Le pape Léon XIV a posé le pied sur le sol camerounais ce mercredi 15 avril, entamant la deuxième étape d’une tournée de dix jours dans quatre pays africains. Sa visite au Cameroun, prévue jusqu’au 18 avril, le mènera successivement à Yaoundé, Bamenda et Douala. Dès ses premières heures dans la capitale, le ton était donné : pas de langue de bois, pas de discours de façade.
Devant les autorités réunies au palais présidentiel, Léon XIV a exhorté les dirigeants camerounais à « oser faire un examen de conscience » et à « briser les chaînes de la corruption ». « La transparence dans la gestion des ressources publiques et le respect de l’État de droit sont essentiels pour rétablir la confiance », a-t-il déclaré.
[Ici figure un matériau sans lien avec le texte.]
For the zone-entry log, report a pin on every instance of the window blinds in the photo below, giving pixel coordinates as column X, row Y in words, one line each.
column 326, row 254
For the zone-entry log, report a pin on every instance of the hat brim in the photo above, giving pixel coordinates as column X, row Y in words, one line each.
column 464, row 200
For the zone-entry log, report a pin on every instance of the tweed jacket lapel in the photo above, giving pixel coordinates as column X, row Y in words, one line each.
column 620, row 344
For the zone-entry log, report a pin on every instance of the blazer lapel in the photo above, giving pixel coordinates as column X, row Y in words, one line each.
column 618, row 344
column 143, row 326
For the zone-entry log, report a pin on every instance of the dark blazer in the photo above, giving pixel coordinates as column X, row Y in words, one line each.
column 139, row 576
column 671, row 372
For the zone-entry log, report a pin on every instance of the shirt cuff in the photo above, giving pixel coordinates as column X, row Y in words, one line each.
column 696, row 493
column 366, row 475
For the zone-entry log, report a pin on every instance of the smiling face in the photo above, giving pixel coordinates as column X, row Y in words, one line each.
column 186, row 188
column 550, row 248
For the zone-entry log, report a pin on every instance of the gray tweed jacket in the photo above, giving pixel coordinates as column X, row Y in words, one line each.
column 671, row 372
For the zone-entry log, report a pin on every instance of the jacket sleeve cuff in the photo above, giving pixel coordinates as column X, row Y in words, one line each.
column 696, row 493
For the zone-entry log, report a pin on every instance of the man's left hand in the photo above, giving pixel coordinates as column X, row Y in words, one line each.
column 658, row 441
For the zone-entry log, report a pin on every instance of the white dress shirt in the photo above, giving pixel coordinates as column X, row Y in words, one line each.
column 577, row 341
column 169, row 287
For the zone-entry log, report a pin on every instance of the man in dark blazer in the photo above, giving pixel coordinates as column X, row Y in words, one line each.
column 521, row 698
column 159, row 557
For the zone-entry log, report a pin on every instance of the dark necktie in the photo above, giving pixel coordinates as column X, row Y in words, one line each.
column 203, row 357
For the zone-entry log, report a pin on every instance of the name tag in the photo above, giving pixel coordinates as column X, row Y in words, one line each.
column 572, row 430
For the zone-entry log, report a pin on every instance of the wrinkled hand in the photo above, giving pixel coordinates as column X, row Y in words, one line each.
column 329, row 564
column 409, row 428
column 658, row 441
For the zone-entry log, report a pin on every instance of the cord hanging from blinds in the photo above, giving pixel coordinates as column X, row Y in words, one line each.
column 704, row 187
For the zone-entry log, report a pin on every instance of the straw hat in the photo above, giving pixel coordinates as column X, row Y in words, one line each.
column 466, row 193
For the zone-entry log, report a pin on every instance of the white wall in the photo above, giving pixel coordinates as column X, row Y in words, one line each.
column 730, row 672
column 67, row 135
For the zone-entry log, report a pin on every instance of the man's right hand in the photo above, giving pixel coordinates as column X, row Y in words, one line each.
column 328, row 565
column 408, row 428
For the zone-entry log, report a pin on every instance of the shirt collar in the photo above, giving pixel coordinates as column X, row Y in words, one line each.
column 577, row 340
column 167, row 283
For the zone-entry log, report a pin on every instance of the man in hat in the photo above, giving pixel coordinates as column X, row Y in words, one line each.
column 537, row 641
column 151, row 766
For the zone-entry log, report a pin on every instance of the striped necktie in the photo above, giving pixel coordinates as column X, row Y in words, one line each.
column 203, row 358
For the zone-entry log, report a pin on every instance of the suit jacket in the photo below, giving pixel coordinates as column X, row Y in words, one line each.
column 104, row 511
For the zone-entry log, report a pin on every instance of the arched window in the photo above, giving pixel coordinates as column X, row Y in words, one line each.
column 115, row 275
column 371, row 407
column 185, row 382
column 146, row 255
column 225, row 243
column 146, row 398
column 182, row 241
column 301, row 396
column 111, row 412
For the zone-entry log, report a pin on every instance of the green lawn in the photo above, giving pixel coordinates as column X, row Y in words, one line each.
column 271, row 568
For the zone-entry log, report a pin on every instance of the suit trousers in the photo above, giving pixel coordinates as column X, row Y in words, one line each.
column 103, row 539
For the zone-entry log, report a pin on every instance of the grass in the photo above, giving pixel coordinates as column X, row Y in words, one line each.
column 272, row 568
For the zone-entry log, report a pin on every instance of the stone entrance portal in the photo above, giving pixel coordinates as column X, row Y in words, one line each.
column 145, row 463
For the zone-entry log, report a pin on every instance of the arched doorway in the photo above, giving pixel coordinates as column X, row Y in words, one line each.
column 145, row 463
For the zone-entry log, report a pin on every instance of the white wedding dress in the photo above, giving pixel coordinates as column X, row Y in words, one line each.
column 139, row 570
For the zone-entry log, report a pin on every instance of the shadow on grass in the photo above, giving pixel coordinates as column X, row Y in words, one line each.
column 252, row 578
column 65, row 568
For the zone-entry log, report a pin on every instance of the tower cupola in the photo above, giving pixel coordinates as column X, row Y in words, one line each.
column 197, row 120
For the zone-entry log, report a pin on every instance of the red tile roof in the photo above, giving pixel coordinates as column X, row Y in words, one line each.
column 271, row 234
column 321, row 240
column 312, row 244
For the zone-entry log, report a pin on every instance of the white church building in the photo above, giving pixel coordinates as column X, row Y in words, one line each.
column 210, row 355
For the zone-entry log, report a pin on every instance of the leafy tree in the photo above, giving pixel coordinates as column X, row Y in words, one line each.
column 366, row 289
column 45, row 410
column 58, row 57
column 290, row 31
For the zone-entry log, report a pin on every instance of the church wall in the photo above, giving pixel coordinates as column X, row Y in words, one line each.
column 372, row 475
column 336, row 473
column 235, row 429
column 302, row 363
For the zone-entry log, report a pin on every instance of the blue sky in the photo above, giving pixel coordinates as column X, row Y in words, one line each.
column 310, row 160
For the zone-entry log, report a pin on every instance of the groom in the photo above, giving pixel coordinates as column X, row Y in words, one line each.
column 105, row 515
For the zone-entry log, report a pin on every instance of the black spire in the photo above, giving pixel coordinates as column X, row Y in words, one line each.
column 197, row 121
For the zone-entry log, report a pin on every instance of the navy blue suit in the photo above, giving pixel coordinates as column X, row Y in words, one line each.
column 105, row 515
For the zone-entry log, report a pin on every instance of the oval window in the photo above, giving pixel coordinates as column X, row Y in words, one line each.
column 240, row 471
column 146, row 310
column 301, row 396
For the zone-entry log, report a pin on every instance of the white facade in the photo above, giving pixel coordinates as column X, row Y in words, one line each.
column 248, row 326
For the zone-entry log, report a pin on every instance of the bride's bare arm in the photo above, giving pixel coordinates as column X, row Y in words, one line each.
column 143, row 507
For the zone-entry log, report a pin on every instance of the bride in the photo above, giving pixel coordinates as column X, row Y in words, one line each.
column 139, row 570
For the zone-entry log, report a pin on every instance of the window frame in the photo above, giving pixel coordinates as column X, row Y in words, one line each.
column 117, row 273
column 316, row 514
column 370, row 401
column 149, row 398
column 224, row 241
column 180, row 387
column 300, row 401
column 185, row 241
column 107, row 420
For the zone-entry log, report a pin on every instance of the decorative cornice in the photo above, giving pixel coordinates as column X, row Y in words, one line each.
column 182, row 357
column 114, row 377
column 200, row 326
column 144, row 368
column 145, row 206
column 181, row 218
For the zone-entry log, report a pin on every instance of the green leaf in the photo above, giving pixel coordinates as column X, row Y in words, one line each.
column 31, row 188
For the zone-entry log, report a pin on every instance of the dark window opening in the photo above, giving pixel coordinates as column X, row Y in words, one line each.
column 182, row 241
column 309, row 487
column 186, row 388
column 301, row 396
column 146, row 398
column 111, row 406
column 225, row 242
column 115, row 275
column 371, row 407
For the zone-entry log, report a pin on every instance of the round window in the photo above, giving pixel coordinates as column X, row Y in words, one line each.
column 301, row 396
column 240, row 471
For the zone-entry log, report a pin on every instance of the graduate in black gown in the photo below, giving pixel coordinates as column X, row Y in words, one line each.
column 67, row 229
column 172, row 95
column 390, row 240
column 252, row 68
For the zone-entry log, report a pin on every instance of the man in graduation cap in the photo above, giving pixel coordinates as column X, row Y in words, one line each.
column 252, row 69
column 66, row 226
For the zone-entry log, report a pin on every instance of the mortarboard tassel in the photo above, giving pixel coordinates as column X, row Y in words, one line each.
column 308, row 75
Une adresse directe, prononcée en présence du président Paul Biya, 93 ans, doyen des chefs d’État au monde.
Des milliers de fidèles s’étaient massés le long des routes de l’aéroport pour accueillir le souverain pontife sous un soleil de plomb, agitant des drapeaux du pays et du Vatican. « Ça fait tellement de bien que le pape vienne nous voir, car il y a tellement de problèmes dans ce pays », a confié Hélène Ebogo, 19 ans, venue attendre l’avion papal.
L’Église catholique représente une force de près de dix millions de fidèles au Cameroun, structurée en 26 diocèses répartis sur cinq provinces ecclésiastiques. Elle intervient dans la médiation sociale, la promotion de la paix, et gère un vaste réseau d’écoles et d’hôpitaux. C’est dans ce rôle d’interlocutrice morale que la parole pontificale prend toute son épaisseur, dans un pays qui se présente volontiers comme « l’Afrique en miniature » de par sa diversité linguistique, ethnique et confessionnelle.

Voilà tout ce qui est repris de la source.